Can disease transmission models predict the 2020 election?

EVANSTON, Ill. — No two things sum up 2020 more than the coronavirus pandemic and the U.S. presidential election. So could virus infection rates end up revealing November’s big winners? A study says if political parties are like “viruses,” then how they influence undecided voters may reveal this year’s electoral map.

Researchers from Northwestern and Augusta Universities, UCLA, and The Ohio State University have taken models which predict how infectious diseases spread across the U.S. and are repurposing them to study how one voter may “infect” or influence another person to vote for their candidate. The model compares decided voters to infected patients and undecided voters to the “susceptible” portion of the population. The two diseases spreading across the country: the Democratic and Republican parties.

“Experts like the team at FiveThirtyEight account for the fact that, if you misidentify how Pennsylvania will vote, then you might also misidentify how Ohio will vote because those states have some similar features,” says Northwestern’s Alexandria Volkening in a university release. “Such symmetric relationships between states are important. Using a disease-transmission model, we also introduce the possibility of asymmetric relationships, or influence. For example, a candidate campaigning in Florida might be featured in the news in Ohio and influence the voters there.”

How does a political ‘virus’ spread across America?

Study authors caution they’re not professional election forecasters, but want to see if information spreads the same way epidemics do.

“My background is not in election forecasting,” Volkening, the study’s lead researcher adds. “But I’m interested in problems in complex systems, where individuals come together to create group dynamics. Mathematical models can be used to describe the behavior of cells in developmental-biology applications and the interactions of voters leading up to elections.”

The study adapted a “susceptible-infected-susceptible” model that typically examines infection rates for illnesses like the flu. Researchers analyzed situations such as when a Republican voter speaking with undecided voters influences them to vote for the GOP. Other scenarios looked at how a campaign event for former Vice President Joe Biden may “infect” undecided voters to vote Democrat.

“In the future, we may be able to tease out how states are influencing each other and pinpoint more influential states,” Volkening explains. “We’d like to explore how interactions among states change over time.”

And the 2020 presidential election winner is…

Using polling data from FiveThirtyEight to play out 10,000 potential outcomes, the results find Democratic candidate Joe Biden wins in 89 percent virus-based electoral maps. President Donald Trump wins reelection in just under 11 percent of infection-based election models.
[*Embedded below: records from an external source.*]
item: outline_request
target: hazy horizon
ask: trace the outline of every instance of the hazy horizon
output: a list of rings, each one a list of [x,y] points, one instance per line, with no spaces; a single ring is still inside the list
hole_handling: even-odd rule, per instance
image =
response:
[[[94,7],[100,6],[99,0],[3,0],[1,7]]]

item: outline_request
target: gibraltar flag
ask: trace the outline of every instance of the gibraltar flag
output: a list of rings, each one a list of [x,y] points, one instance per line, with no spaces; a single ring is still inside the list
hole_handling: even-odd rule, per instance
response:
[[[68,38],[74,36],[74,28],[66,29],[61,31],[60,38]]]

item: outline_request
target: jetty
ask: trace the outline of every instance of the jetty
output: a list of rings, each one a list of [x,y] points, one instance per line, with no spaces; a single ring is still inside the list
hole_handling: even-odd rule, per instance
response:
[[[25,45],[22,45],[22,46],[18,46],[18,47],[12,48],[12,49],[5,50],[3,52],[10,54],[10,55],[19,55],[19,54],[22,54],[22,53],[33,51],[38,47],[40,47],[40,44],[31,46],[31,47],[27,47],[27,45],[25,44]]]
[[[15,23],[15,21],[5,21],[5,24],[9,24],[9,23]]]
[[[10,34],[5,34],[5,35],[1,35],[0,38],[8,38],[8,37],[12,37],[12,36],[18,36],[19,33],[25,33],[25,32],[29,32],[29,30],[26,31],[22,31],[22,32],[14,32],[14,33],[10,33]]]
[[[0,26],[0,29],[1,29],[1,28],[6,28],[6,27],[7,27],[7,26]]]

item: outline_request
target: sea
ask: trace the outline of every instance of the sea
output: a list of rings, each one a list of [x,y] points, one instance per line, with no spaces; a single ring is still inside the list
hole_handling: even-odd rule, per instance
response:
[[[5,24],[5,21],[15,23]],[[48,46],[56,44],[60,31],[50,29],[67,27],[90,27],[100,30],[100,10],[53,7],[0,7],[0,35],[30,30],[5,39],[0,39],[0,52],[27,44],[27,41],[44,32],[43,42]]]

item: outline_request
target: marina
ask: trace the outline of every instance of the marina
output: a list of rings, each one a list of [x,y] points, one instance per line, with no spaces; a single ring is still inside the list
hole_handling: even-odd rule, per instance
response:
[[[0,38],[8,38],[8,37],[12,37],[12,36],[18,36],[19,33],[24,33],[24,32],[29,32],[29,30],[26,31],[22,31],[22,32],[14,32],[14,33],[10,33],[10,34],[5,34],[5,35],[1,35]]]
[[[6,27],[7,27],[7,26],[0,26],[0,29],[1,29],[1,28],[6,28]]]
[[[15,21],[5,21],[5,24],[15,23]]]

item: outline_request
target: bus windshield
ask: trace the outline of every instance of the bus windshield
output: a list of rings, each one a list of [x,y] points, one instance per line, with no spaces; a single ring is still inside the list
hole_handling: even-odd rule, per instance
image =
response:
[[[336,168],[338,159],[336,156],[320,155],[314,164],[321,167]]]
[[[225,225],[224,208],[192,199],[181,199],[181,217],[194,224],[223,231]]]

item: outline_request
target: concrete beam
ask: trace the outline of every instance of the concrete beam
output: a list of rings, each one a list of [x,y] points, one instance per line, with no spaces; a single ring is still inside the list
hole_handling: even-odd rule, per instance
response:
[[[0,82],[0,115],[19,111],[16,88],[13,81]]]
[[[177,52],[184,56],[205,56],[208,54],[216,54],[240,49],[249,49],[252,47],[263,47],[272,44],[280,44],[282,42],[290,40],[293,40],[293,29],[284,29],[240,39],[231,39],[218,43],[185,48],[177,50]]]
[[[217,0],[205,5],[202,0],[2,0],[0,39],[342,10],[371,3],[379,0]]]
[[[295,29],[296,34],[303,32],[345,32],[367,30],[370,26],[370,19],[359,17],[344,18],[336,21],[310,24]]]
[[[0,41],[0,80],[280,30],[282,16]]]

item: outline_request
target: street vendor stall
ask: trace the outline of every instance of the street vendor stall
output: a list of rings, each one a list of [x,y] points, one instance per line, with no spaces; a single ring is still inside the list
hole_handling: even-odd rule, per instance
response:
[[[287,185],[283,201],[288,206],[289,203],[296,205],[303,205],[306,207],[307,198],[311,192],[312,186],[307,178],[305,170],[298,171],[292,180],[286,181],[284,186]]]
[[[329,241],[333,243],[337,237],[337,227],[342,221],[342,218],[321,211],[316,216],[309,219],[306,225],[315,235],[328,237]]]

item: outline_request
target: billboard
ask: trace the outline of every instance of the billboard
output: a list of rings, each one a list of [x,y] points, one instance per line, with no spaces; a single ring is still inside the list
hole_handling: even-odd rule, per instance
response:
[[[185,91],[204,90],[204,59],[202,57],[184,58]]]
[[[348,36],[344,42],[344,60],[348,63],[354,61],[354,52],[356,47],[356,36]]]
“It’s been exciting to run the model continuously over time,” says Northwestern sophomore William He. “We don’t just have a single forecast. We update our website regularly, so we can track how opinions are changing.”

While the electoral map looks decidedly favorable for Democrats in 2020, Volkening points out voter turnout could play a big role in flipping the script, just like 2016. “In many states, the margin of victory that we are forecasting for Biden is lower than the percentage of undecided voters,” Volkening concludes. “If undecided voters turn out strongly for Trump, we could certainly see a Republican outcome.”

The study appears in the journal SIAM Review.